Por que a proteção do consumidor ganhou importância no mercado regulamentado

O crescimento não veio isolado de sinais de alerta. Segundo a Klavi, a concentração das apostas mostra um padrão de risco: mais de 60% dos depósitos foram feitos depois das 18h, horário em que evidências ambulatoriais apontam índice mais alto de jogo problemático, enquanto só 10% ocorreram pela manhã. A desigualdade de gastos reforça a preocupação: os 10% que mais depositaram movimentaram 20 vezes o valor dos 90% restantes, perfil conhecido no setor como “high rollers”.
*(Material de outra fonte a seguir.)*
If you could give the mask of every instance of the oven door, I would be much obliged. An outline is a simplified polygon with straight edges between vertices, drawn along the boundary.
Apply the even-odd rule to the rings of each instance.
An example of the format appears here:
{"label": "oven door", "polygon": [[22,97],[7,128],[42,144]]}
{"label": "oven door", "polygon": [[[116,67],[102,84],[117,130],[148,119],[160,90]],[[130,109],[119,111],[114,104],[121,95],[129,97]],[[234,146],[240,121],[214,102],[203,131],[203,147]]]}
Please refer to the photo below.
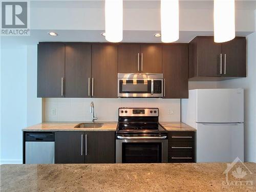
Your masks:
{"label": "oven door", "polygon": [[120,97],[162,97],[162,79],[118,78]]}
{"label": "oven door", "polygon": [[116,162],[167,163],[168,140],[117,138],[116,140]]}

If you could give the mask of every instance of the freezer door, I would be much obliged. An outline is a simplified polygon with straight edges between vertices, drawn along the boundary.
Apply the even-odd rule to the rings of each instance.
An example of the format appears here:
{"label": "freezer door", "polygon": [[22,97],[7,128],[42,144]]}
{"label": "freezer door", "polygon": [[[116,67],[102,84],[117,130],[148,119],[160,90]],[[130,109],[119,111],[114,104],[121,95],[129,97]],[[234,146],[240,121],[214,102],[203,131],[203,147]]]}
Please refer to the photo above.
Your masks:
{"label": "freezer door", "polygon": [[199,89],[196,94],[196,122],[244,122],[243,89]]}
{"label": "freezer door", "polygon": [[243,123],[197,123],[197,162],[244,161]]}

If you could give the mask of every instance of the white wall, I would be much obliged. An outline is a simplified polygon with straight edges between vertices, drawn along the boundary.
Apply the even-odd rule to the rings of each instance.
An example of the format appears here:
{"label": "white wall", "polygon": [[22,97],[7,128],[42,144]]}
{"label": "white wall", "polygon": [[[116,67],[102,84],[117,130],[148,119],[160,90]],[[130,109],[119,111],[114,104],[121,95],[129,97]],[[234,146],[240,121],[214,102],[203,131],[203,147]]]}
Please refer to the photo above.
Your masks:
{"label": "white wall", "polygon": [[36,46],[1,45],[0,163],[22,163],[22,129],[41,122]]}
{"label": "white wall", "polygon": [[[119,108],[158,108],[161,121],[180,121],[180,99],[160,98],[46,98],[45,121],[90,121],[91,102],[97,121],[118,121]],[[52,115],[52,110],[56,115]],[[173,112],[173,113],[172,113]]]}
{"label": "white wall", "polygon": [[26,46],[1,50],[1,163],[20,163],[27,125]]}
{"label": "white wall", "polygon": [[256,32],[247,39],[247,77],[218,82],[221,88],[244,89],[245,161],[256,162]]}

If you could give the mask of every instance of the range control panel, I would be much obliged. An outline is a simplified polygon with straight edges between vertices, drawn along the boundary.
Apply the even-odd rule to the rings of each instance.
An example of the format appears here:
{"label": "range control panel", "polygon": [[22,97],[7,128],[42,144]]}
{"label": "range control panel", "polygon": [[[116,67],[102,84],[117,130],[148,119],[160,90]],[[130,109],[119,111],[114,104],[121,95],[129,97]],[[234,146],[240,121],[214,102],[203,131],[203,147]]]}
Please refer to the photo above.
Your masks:
{"label": "range control panel", "polygon": [[159,116],[158,108],[119,108],[119,116]]}

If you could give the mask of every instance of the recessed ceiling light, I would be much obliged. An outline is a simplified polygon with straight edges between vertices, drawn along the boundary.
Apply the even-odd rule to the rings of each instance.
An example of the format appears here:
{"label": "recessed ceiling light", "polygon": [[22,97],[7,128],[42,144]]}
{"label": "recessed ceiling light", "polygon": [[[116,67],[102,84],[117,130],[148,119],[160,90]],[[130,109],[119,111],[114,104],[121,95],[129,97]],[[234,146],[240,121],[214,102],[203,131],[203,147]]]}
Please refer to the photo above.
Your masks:
{"label": "recessed ceiling light", "polygon": [[49,32],[48,34],[51,36],[58,36],[58,33],[55,32]]}
{"label": "recessed ceiling light", "polygon": [[161,34],[160,33],[155,33],[154,34],[154,36],[155,36],[156,37],[161,37]]}

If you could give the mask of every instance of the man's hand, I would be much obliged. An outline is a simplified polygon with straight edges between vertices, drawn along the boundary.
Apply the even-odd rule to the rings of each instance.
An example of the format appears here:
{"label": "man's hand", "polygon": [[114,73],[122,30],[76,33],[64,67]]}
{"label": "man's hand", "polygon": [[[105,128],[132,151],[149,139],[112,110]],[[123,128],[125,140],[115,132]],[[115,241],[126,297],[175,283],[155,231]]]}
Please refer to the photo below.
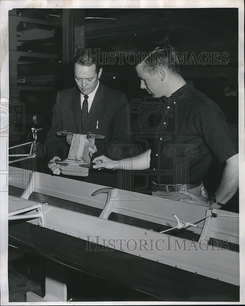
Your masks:
{"label": "man's hand", "polygon": [[209,200],[207,192],[203,186],[202,188],[201,192],[202,196],[206,198],[207,199],[205,203],[204,204],[204,206],[208,206],[211,208],[216,208],[217,209],[219,209],[221,208],[221,207],[220,205],[214,203],[211,199]]}
{"label": "man's hand", "polygon": [[58,164],[56,164],[55,162],[55,159],[58,159],[59,160],[61,161],[61,160],[58,156],[55,156],[54,157],[51,159],[49,162],[48,164],[48,167],[52,171],[54,174],[57,174],[58,175],[60,174],[60,171],[59,170],[60,165]]}
{"label": "man's hand", "polygon": [[118,162],[110,159],[104,155],[96,157],[92,162],[95,162],[96,164],[93,166],[93,168],[94,169],[99,169],[99,170],[101,168],[106,168],[115,170],[118,169]]}

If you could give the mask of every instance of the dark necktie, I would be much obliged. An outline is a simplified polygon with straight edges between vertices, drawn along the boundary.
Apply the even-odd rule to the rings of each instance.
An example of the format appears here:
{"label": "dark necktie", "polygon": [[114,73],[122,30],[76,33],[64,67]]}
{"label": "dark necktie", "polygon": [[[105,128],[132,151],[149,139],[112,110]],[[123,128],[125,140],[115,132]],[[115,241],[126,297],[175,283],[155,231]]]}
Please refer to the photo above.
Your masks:
{"label": "dark necktie", "polygon": [[82,128],[83,129],[85,122],[86,122],[87,117],[88,117],[88,98],[89,96],[87,95],[84,96],[84,100],[82,104]]}

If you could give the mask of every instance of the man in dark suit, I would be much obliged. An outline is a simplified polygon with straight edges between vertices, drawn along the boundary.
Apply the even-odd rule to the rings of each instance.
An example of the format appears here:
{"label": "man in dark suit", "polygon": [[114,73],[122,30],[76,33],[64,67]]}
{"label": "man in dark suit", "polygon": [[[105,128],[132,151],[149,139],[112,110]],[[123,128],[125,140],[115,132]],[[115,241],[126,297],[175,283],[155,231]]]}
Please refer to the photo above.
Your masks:
{"label": "man in dark suit", "polygon": [[[131,144],[128,132],[127,98],[122,92],[99,82],[102,69],[96,52],[91,49],[81,49],[76,55],[74,62],[77,86],[58,93],[53,108],[51,128],[45,144],[51,162],[48,167],[57,175],[60,173],[60,166],[54,161],[66,157],[69,149],[65,138],[57,136],[57,132],[66,130],[75,133],[91,132],[103,135],[104,139],[96,140],[96,156],[103,155],[114,160],[128,156]],[[90,170],[88,177],[81,179],[118,187],[117,174],[104,170]]]}

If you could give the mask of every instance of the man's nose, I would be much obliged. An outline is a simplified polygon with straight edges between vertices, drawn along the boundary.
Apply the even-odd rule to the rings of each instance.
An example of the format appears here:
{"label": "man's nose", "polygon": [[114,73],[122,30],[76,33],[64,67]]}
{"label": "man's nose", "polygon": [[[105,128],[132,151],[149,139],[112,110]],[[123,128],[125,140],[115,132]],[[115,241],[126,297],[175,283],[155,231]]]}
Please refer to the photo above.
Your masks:
{"label": "man's nose", "polygon": [[145,84],[145,82],[142,80],[140,80],[140,88],[141,89],[143,89],[144,88],[146,88]]}

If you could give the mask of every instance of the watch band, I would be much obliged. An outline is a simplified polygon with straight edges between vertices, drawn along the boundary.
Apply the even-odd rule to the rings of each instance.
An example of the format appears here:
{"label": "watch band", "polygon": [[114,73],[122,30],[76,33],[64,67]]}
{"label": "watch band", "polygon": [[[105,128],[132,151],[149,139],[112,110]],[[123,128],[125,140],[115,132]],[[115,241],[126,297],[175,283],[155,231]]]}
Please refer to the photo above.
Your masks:
{"label": "watch band", "polygon": [[223,204],[223,203],[219,202],[217,200],[215,197],[215,195],[214,194],[211,197],[211,200],[214,203],[216,203],[217,204],[219,205],[220,206],[223,206],[224,205],[225,205],[225,204]]}

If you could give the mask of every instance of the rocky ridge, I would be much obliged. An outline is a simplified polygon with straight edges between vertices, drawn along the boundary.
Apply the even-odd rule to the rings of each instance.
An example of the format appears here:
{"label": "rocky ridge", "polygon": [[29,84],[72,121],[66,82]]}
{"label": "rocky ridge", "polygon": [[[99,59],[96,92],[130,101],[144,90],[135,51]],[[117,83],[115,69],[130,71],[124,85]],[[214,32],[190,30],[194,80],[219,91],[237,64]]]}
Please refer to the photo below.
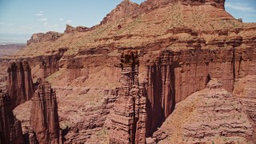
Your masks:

Como identificar quem está autorizado a operar

Diante da proliferação de plataformas, um passo básico de proteção é distinguir quem opera dentro da lei. Consumidores podem consultar listas de bets autorizadas para verificar quais operadores receberam autorização do Ministério da Fazenda para atuar no país.
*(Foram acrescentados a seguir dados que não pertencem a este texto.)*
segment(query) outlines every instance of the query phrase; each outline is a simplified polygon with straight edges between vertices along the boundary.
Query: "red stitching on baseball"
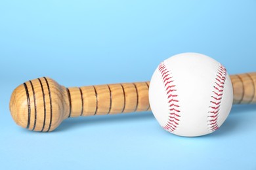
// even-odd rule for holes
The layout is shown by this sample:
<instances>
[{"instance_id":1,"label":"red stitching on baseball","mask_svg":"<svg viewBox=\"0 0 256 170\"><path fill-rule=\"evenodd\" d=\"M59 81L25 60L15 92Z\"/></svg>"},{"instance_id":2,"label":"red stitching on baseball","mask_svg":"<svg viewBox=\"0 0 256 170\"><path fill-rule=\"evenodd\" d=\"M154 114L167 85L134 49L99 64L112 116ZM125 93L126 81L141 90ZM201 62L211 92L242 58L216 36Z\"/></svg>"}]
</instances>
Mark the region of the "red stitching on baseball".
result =
<instances>
[{"instance_id":1,"label":"red stitching on baseball","mask_svg":"<svg viewBox=\"0 0 256 170\"><path fill-rule=\"evenodd\" d=\"M162 82L165 88L169 110L168 122L162 128L167 131L173 132L179 125L178 122L180 120L178 118L181 117L179 114L181 112L179 110L180 106L178 103L179 100L177 99L178 95L173 94L173 92L177 91L174 88L176 86L173 84L173 76L171 76L170 71L167 69L163 62L161 63L158 66L158 71L161 74Z\"/></svg>"},{"instance_id":2,"label":"red stitching on baseball","mask_svg":"<svg viewBox=\"0 0 256 170\"><path fill-rule=\"evenodd\" d=\"M213 86L213 95L211 96L212 101L210 101L212 105L209 107L211 109L208 113L211 114L208 118L208 127L210 131L215 131L219 129L218 118L219 113L219 108L222 96L223 95L224 84L226 81L226 70L221 64L219 67L217 73L216 75L215 84L217 86Z\"/></svg>"}]
</instances>

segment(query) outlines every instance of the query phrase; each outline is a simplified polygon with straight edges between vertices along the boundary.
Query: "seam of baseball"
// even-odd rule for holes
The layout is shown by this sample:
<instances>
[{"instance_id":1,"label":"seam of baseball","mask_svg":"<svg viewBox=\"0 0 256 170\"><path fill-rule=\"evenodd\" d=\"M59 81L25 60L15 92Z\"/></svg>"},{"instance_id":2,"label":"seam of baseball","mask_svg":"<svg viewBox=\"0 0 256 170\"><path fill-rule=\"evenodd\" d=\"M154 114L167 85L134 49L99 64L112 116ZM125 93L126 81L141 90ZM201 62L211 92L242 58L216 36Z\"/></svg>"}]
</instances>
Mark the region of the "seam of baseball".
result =
<instances>
[{"instance_id":1,"label":"seam of baseball","mask_svg":"<svg viewBox=\"0 0 256 170\"><path fill-rule=\"evenodd\" d=\"M161 75L162 82L167 97L169 105L169 118L165 125L162 128L166 131L173 132L177 128L179 122L180 110L179 107L178 95L175 92L176 85L174 84L173 78L171 76L171 72L167 68L164 62L161 62L158 66L158 71Z\"/></svg>"},{"instance_id":2,"label":"seam of baseball","mask_svg":"<svg viewBox=\"0 0 256 170\"><path fill-rule=\"evenodd\" d=\"M210 111L208 112L208 129L214 131L219 129L218 121L219 114L221 104L221 99L223 95L224 86L226 77L226 70L225 67L220 64L216 74L214 82L213 90L212 92L211 105L209 107Z\"/></svg>"}]
</instances>

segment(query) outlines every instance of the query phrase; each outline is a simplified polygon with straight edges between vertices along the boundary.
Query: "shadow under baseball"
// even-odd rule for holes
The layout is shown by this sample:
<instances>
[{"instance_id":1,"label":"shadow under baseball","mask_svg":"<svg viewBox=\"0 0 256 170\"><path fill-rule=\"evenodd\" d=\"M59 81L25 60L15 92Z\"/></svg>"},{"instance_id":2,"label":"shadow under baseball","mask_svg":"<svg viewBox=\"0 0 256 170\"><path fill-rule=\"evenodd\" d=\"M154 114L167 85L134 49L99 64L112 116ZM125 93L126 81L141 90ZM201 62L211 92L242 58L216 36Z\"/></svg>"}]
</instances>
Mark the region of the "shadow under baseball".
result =
<instances>
[{"instance_id":1,"label":"shadow under baseball","mask_svg":"<svg viewBox=\"0 0 256 170\"><path fill-rule=\"evenodd\" d=\"M255 113L256 114L256 105L234 105L228 118L221 126L221 128L209 135L205 135L205 137L214 136L217 137L222 135L226 135L230 133L234 132L236 131L236 129L240 128L240 124L242 124L242 118L243 118L244 121L246 121L244 119L248 120L251 119L249 117L244 118L245 116L243 116L242 115L243 112L253 110L255 110ZM241 114L241 115L238 115L238 114ZM63 121L60 126L53 132L65 131L66 130L71 130L74 128L79 128L80 127L97 126L97 124L102 125L104 124L115 124L115 122L119 123L120 122L140 122L145 120L152 119L155 119L155 118L152 112L72 118Z\"/></svg>"},{"instance_id":2,"label":"shadow under baseball","mask_svg":"<svg viewBox=\"0 0 256 170\"><path fill-rule=\"evenodd\" d=\"M255 110L254 112L253 111ZM250 122L249 116L244 116L244 112L256 114L256 105L234 105L232 106L230 113L219 129L205 137L221 137L231 134L242 128L244 122Z\"/></svg>"}]
</instances>

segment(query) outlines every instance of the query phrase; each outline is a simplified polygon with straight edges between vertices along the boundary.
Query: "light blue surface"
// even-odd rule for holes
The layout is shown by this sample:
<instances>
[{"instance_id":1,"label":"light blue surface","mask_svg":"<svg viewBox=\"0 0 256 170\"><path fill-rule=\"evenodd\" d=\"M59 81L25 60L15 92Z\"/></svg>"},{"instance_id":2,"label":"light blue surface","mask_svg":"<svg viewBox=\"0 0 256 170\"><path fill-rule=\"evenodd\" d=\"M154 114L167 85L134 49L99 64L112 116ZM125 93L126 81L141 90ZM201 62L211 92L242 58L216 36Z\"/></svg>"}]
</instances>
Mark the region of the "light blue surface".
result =
<instances>
[{"instance_id":1,"label":"light blue surface","mask_svg":"<svg viewBox=\"0 0 256 170\"><path fill-rule=\"evenodd\" d=\"M52 133L15 124L16 86L150 80L196 52L230 74L256 71L255 1L0 1L0 169L256 169L256 107L236 106L201 137L163 131L152 112L70 118Z\"/></svg>"}]
</instances>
Apenas para maiores de 18 anos.

Essa verificação é relevante porque o mercado ainda convive com uma extensa camada clandestina. A confiança do consumidor, à medida que o setor amadurece, torna-se um dos ativos mais valiosos da própria indústria.

Como o governo combate as apostas ilegais e a publicidade irregular

O período da Copa concentrou uma série de medidas de fiscalização, num movimento que integra o debate mais amplo sobre a regulamentação das apostas esportivas no Brasil. A pressão recaiu tanto sobre operadores clandestinos quanto sobre a publicidade veiculada durante as transmissões.

O caso mais emblemático envolveu Bet365, Betnacional e KTO, que foram alvo de processos do Ministério da Fazenda por possíveis irregularidades em anúncios na CazéTV durante a Copa de 2026. As campanhas foram suspensas cautelarmente, enquanto o governo já bloqueou 56 mil sites ilegais, removeu quase mil perfis de influenciadores e registrou cerca de 1 milhão de pedidos de autoexclusão.

O fortalecimento do mercado regulamentado

Reduzir a visibilidade de operadores ilegais tem função dupla: protege o consumidor e direciona a demanda para empresas que precisam cumprir exigências concretas de proteção. Segundo o Ministério da Fazenda, as novas medidas têm como objetivo reduzir práticas publicitárias abusivas, ampliar a proteção ao consumidor e reforçar o combate ao mercado ilegal.

Por que a publicidade e as promoções passaram a ser mais fiscalizadas

Grandes eventos esportivos ampliam a exposição às apostas, e a resposta regulatória seguiu nessa direção. As bets terão de se enquadrar em regras mais duras de publicidade, anunciadas em 9 de julho pelo ministro Dario Durigan e publicadas no dia seguinte, com vigência a partir de 17 de julho. As normas exigem advertências obrigatórias em campanhas, semelhantes às usadas em propagandas de cigarros, bebidas alcoólicas e medicamentos.

As restrições vão além dos avisos. Estão proibidas a apresentação de apostas como forma de investimento ou ganho fácil, a criação de senso de urgência e a utilização de comentaristas, especialistas ou influenciadores para induzir o público a apostar. O descumprimento pode gerar sanções severas: multas de até 20% do faturamento e suspensão da operação por 180 dias.

Mais transparência nas promoções comerciais

A transparência também passou a ser prioridade nos sorteios e promoções. Em 29 de junho de 2026, a Secretaria de Prêmios e Apostas publicou a Portaria SPA/MF nº 1.818/2026, com regras sobre sanções, medidas cautelares e compromissos. A norma reforça que infrações ligadas à lavagem de dinheiro e financiamento do terrorismo não podem ser negociadas, exigindo maior controle e transparência.

Um mercado mais seguro como base para o crescimento

Mercados mais maduros vão além da licença de operação, priorizando educação do consumidor, publicidade responsável e transparência. No Brasil, a credibilidade do setor dependerá da criação de um ambiente seguro, com menos práticas ilegais e mais informação para os apostadores.